Link: Download PDF here: PDF
Summary: The authors estimate the amount of irrecoverable carbon that will be emitted into the atmosphere if ecosystems with high carbon densities are logged or lost to development pressure. Irrecoverable carbon is the not recoverable on timescales relevant to avoiding dangerous climate impacts.
Key excerpts:
- “These three dimensions allow us to identify ecosystems containing high amounts of ‘irrecoverable carbon’, which we define as carbon that (1) can be influenced by direct and local human action, (2) is vulnerable to loss during a land-use conversion and (3), if lost, could not be recovered within specified timeframe (t).”
- “Based on estimated, conservative geographic extents (Table 1) and average irrecoverable carbon densities across ecosystems (Fig. 2), ecosystems with carbon that is manageable through direct, localized human actions contain at least 264 Gt C that would not be re-sequestered within 30 years if lost in the near-term.”
- “Mechanisms for securing irrecoverable carbon at the national level might include new protected area designations, increased rights and resources to indigenous peoples, land-use planning that specifically incorporates irrecoverable carbon protection, ending or retiring concessions to agriculture, logging or aquaculture within areas of concentrated irrecoverable carbon, and designation of areas as critical biological carbon reserves deserving of a special protected status.”

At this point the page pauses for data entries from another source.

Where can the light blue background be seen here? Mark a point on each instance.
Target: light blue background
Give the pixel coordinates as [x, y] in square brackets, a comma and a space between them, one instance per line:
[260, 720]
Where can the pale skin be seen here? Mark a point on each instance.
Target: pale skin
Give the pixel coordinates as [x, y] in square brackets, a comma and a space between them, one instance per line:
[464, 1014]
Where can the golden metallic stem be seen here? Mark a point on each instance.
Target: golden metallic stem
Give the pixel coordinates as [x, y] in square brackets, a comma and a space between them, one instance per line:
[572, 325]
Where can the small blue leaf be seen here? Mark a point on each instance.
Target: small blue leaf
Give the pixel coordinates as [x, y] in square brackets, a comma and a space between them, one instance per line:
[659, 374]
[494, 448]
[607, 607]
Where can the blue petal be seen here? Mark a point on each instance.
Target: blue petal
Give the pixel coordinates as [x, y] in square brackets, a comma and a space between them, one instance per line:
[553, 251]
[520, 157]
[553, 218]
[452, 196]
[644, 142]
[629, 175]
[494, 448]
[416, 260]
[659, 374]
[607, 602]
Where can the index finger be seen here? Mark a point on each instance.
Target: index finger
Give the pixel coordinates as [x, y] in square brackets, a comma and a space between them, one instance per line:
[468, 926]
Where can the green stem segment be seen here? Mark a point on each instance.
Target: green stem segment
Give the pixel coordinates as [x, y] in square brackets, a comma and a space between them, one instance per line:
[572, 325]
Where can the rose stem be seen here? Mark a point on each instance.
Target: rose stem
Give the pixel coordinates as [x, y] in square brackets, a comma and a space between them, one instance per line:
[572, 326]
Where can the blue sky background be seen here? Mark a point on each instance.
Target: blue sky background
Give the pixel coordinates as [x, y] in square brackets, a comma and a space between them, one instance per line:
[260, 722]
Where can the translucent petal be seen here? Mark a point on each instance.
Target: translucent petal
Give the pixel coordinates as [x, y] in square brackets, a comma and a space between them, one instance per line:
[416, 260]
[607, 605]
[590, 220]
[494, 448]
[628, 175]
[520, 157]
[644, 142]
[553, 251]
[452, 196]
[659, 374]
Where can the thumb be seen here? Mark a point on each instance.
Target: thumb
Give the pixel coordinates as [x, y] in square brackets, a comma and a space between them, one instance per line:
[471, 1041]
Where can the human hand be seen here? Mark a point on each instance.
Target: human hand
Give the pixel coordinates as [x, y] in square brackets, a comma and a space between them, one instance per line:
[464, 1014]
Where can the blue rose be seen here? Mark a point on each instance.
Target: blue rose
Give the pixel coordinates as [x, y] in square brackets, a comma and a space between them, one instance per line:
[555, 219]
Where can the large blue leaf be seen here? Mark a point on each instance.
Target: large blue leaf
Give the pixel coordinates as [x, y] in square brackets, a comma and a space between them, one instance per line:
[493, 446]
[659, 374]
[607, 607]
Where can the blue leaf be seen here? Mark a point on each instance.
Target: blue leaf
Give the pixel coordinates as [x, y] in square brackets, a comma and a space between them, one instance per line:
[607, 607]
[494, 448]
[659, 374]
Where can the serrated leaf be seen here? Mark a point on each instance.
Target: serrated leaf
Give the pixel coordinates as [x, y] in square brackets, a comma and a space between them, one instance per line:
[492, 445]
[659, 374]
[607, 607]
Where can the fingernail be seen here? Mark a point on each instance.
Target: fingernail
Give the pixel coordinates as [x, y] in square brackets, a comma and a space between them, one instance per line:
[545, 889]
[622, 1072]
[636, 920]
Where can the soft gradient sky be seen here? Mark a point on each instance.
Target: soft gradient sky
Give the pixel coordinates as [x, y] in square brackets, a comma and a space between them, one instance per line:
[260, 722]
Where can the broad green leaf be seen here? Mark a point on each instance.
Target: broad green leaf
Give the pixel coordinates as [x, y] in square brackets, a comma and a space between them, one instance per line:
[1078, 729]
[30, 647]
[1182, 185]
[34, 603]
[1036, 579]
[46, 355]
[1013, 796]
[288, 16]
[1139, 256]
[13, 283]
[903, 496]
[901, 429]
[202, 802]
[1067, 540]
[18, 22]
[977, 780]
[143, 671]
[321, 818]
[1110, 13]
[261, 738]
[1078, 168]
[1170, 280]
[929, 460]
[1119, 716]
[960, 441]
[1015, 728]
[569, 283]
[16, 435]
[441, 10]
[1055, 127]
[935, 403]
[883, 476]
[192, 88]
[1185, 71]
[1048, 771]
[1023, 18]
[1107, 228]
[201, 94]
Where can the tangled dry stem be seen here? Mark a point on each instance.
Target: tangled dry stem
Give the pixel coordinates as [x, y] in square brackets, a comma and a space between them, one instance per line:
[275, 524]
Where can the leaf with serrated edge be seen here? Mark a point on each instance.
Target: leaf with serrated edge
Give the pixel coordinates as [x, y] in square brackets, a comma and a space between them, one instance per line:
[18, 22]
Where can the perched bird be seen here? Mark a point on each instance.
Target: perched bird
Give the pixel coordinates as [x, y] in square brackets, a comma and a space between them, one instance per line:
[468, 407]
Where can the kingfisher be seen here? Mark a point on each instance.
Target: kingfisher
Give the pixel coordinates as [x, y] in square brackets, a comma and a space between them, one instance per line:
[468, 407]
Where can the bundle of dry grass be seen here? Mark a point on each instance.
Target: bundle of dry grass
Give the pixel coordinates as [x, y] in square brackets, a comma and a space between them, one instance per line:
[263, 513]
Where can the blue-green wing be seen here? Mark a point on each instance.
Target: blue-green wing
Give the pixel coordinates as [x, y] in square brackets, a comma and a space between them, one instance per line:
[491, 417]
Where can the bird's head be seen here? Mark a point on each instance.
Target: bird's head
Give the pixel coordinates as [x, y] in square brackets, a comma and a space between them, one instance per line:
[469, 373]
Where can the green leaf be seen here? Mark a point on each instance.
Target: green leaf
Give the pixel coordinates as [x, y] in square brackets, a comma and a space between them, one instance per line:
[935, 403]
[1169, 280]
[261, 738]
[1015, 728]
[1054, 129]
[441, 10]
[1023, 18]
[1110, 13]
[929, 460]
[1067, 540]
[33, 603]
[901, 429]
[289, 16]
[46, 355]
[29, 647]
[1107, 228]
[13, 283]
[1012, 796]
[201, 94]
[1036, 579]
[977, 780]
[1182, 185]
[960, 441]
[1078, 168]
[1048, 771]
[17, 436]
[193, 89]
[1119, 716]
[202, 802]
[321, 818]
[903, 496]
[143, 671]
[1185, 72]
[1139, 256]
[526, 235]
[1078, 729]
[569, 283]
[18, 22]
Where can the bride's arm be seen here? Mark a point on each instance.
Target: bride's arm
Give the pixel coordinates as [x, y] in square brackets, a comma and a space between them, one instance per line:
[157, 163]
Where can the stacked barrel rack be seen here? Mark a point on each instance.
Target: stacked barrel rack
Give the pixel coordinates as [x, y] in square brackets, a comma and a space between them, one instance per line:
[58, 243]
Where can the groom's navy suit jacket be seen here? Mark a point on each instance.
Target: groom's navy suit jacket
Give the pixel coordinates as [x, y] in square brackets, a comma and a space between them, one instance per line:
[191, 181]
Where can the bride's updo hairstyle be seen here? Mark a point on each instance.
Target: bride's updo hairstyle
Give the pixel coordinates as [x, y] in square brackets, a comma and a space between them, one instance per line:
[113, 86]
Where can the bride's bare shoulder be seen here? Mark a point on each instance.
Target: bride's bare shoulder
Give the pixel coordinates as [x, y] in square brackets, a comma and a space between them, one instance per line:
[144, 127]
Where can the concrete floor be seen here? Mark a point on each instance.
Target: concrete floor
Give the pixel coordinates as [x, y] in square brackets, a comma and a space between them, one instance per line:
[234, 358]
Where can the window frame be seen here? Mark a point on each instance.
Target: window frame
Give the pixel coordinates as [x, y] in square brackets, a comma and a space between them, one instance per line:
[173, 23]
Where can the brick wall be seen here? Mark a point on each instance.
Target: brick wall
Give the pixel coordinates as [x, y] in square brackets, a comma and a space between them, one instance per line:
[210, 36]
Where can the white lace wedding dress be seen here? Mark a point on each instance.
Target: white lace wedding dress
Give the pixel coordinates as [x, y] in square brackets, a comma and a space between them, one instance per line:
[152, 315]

Boutte, P.C., Law, B.E., Ripple, W.J., Berner, L.T., 2019. Carbon sequestration and biodiversity co-benefits of preserving forests in the western United States. Ecological Applications e02039.
Link: DOI: 10.1002/eap.2039
Summary: The authors use process models and ecological criteria to provide estimates of how much carbon high productivity-low vulnerability forests in the western United States can capture and store by century’s end. These forests are concentrated in the Pacific Northwest. Vulnerability was modeled with respect to fire and drought.
Key excerpts:
- “High-productivity, low-vulnerability forests have the potential to sequester up to 5,450 Tg CO2 equivalent (1,485 Tg C) by 2099, which is up to 20% of the global mitigation potential previously identified for all temperate and boreal forests, or up to ~6 yr of current regional fossil fuel emissions.”
- “Additionally, these forests currently have high above- and belowground carbon density, high tree species richness, and a high proportion of critical habitat for endangered vertebrate species, indicating a strong potential to support biodiversity into the future and promote ecosystem resilience to climate change.”
Grissom B.W., et al., 2017. Natural climate solutions. PNAS October 31, 2017 114 (44) 11645-11650.
Link: https://doi.org/10.1073/pnas.1710465114
Summary: Reversing the degradation of natural forests can accomplish more than one third of the total climate change mitigation required by 2030. Existing forests will store more carbon only if logged less frequently and less intensely. Planting trees offers the biggest and cheapest way to slow the climate crisis. We must act quickly. It will take decades for seedlings to store carbon at their full potential.
Key excerpts:
- “We find that the maximum potential of NCS—when constrained by food security, fiber security, and biodiversity conservation—is 23.8 petagrams of CO2equivalent (PgCO2e) y−1 (95% CI 20.3–37.4).”
- “Natural climate solutions can provide 37% of cost-effective CO2 mitigation needed through 2030 for a >66% chance of holding warming to below 2 °C.”